I have a script that validates proper naming conventions in a large asset repository.
I generate a list of all file paths without problems.
but as I parse the file names, I get errors such as this:
# Error: UnicodeDecodeError: 'ascii' codec can't decode byte 0xc3 in position 81: ordinal not in range(128) #
I can skip over these by wrapping the parser in try/except and add the offending file paths to a list.
but I can’t print that list of offending file paths because the error crashes my script.
so if I have a list of file paths that I KNOW will cause this, how do I print them?
I haven’t actually solved this particular issue, but my guess is:
If you don’t know specifically how the data is encoded (likely UTF-8, but maybe not), you can’t reliably turn it into Unicode (that is, you can’t reliably print the actual value). Basically you have a byte array you want to turn into a string, but the normal translation (ascii) isn’t the correct one. You may be able to turn your values into Unicode by replacing the unknown bytes with another value, or removing them from the string entirely (using the unicode() constructor). This might print you a list of strings that you could manually use to track down the offending files:
for path in listOfOffendingFilepaths:
result = unicode(path, errors='replace') #or unicode(path, errors='ignore') to remove the bytes
print result
If for example ‘X’ is an invalid character, the string ‘c:/path/tXoX/file.obj’ would become u’c:/path/t/ufffo/ufff/file.obj’ or ‘c:/path/to/file.obj’, so the result is basically mangled and would need someone to manually interpret it.

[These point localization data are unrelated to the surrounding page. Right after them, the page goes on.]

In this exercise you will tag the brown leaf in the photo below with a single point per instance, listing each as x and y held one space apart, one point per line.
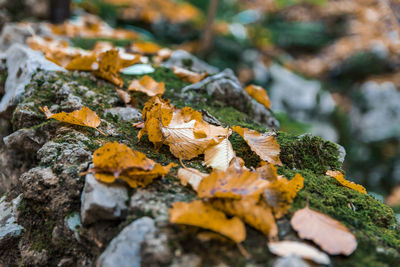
331 235
203 215
265 146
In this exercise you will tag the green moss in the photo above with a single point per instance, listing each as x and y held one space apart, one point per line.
373 223
308 152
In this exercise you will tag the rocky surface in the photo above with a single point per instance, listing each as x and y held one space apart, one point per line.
70 219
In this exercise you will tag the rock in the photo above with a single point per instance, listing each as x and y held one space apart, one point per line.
183 59
101 201
376 116
22 62
187 260
290 261
225 87
125 249
9 229
125 113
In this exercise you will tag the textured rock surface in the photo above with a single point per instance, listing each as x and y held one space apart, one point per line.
125 249
102 202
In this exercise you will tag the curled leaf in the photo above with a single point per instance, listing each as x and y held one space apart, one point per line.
188 76
84 117
148 86
197 213
253 212
259 94
233 183
331 235
340 178
286 248
265 146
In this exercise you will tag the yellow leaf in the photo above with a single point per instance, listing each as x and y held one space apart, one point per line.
259 94
219 154
148 86
233 183
340 178
188 76
265 146
280 193
191 176
83 117
303 250
331 235
253 212
203 215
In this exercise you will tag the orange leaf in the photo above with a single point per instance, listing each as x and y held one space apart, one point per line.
148 86
254 213
331 235
265 146
280 193
191 176
83 117
233 183
188 76
340 178
259 94
203 215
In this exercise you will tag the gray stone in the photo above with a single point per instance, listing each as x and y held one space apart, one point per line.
9 229
225 87
22 62
125 249
125 113
183 59
101 201
290 261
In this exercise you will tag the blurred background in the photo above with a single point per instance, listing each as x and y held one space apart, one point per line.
330 67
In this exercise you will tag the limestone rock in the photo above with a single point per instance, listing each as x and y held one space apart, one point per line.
101 201
125 113
125 249
22 62
9 229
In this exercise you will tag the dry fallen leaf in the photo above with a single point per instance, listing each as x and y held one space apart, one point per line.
84 117
280 193
253 212
340 178
331 235
307 252
265 146
259 94
191 176
233 183
148 86
117 161
188 76
203 215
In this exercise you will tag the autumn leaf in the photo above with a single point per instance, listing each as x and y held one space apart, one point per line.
188 76
299 249
83 117
281 193
203 215
148 86
265 146
117 161
255 213
191 176
340 178
259 94
233 183
331 235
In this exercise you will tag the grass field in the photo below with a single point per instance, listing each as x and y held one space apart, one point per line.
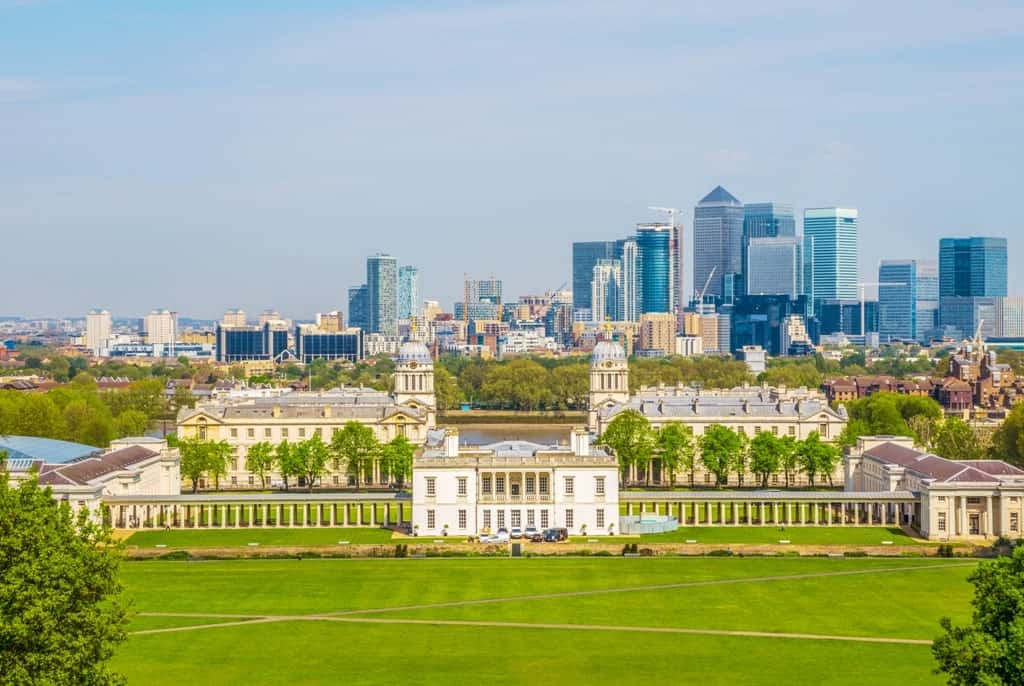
600 620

Alternately you could attempt to decode it values by guessing the encoding, like:
for path in listOfOffendingFilepaths:
result = unicode(path, encoding='utf_8', errors='strict') #errors='strict' throws the 'UnicodeDecodeError' if it can't decode the value
print result
In which case if the encoding is indeed UTF-8, the actual value of the filepath can be printed.
Note that I haven’t actually tested any of the code, I’m just working off of the Python docs for Unicode support, but it may be a place to start.